Treatment of Cervical Disc Herniation or Rupture
There are two types of treatment for Cervical Disc Herniations; Conservative or Surgical. The type of treatment is determined by the nature and severity of the pain and the ability of the patient to function.
Conservative Treatment of Cervical Disc Herniation or Rupture
Conservative treatment can consist of medication, physical therapy, traction, nerve blocks, or immobilization. Many patients with Cervical Disc Herniations
improve with conservative treatment and never need surgery.
Surgical Treatment of Cervical Disc Herniation or Rupture
If the patient does not recover adequately following conservative treatment, then surgery may be recommended. Surgical options can include the following:
- Anterior Cervical Discectomy and Spinal Fusion
– This is the most common surgical procedure for Cervical Disc Herniation. Anterior Cervical Discectomy and Spinal Fusion involves the removal of the disc and then fusing the vertebrae together. Oftentimes a metal plate is added for stability.

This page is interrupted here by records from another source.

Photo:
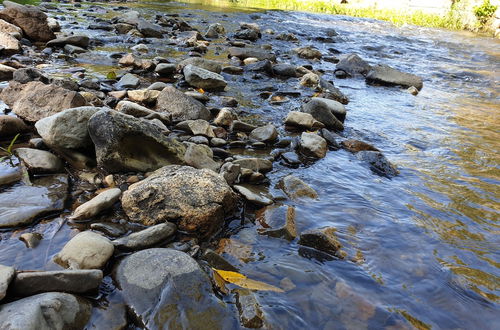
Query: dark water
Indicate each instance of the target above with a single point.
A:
(423, 248)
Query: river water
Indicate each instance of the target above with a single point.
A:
(423, 247)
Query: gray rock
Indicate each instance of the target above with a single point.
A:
(385, 75)
(6, 276)
(69, 281)
(39, 161)
(201, 78)
(46, 195)
(87, 250)
(166, 289)
(68, 128)
(149, 237)
(96, 205)
(46, 311)
(199, 200)
(126, 143)
(313, 145)
(180, 106)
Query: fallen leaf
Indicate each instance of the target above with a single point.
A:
(244, 282)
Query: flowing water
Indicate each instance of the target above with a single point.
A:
(423, 248)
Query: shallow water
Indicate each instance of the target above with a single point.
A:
(423, 247)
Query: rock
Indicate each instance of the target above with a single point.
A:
(378, 163)
(201, 78)
(126, 143)
(9, 44)
(68, 128)
(80, 41)
(324, 110)
(87, 250)
(308, 52)
(355, 146)
(266, 134)
(129, 81)
(69, 281)
(149, 237)
(200, 156)
(254, 194)
(35, 100)
(96, 205)
(385, 75)
(255, 164)
(297, 189)
(323, 239)
(313, 145)
(46, 311)
(353, 65)
(199, 200)
(6, 276)
(30, 19)
(10, 126)
(251, 314)
(166, 289)
(39, 161)
(46, 195)
(258, 53)
(180, 106)
(200, 62)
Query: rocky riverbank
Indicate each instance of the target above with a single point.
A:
(154, 160)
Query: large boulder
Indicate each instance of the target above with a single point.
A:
(35, 100)
(167, 289)
(30, 19)
(126, 143)
(181, 106)
(46, 311)
(198, 200)
(385, 75)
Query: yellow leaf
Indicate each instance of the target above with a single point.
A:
(245, 282)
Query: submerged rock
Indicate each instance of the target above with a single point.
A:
(166, 289)
(198, 200)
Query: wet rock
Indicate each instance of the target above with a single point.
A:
(46, 311)
(165, 288)
(124, 143)
(68, 128)
(10, 126)
(149, 237)
(353, 65)
(6, 276)
(39, 161)
(87, 250)
(297, 189)
(199, 200)
(46, 195)
(254, 194)
(255, 164)
(385, 75)
(378, 163)
(180, 106)
(323, 239)
(325, 111)
(35, 100)
(68, 281)
(313, 145)
(355, 146)
(30, 19)
(96, 205)
(266, 134)
(251, 314)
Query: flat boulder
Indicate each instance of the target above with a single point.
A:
(197, 200)
(126, 143)
(167, 289)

- Anterior Cervical Discectomy without Spinal Fusion
– This is the same procedure as above, however, the vertebrae are not fused toegether.

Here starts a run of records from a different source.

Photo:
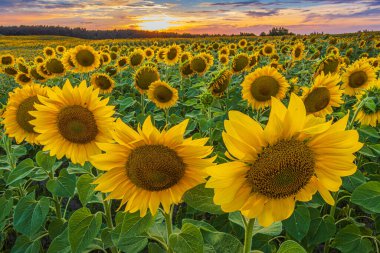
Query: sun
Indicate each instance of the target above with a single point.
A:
(157, 22)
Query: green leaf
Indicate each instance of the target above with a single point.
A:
(83, 228)
(30, 215)
(85, 189)
(128, 230)
(201, 198)
(368, 196)
(60, 243)
(189, 240)
(321, 229)
(25, 245)
(349, 239)
(45, 161)
(298, 224)
(291, 247)
(63, 186)
(23, 169)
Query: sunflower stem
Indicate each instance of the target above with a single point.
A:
(248, 236)
(107, 211)
(169, 226)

- Posterior Cervical Discectomy
– This is less common for Cervical Herniations because the surgery occurs from the back of the patient, while the disc is in the front of the body.
- Posterior Cervical Decompression
– This involves shaving and shaping the herniation or bulge in the disc.
- Posterior Cervical Laminaplasty
– This procedure involves removing a portion of the bone, the lamina, to allow for more room for the spinal cord and nerve roots.
- Posterior Cervical Foraminotomy
– This procedure involves removing small pieces of bone around the foramen, allowing for more room for the nerves without pressure.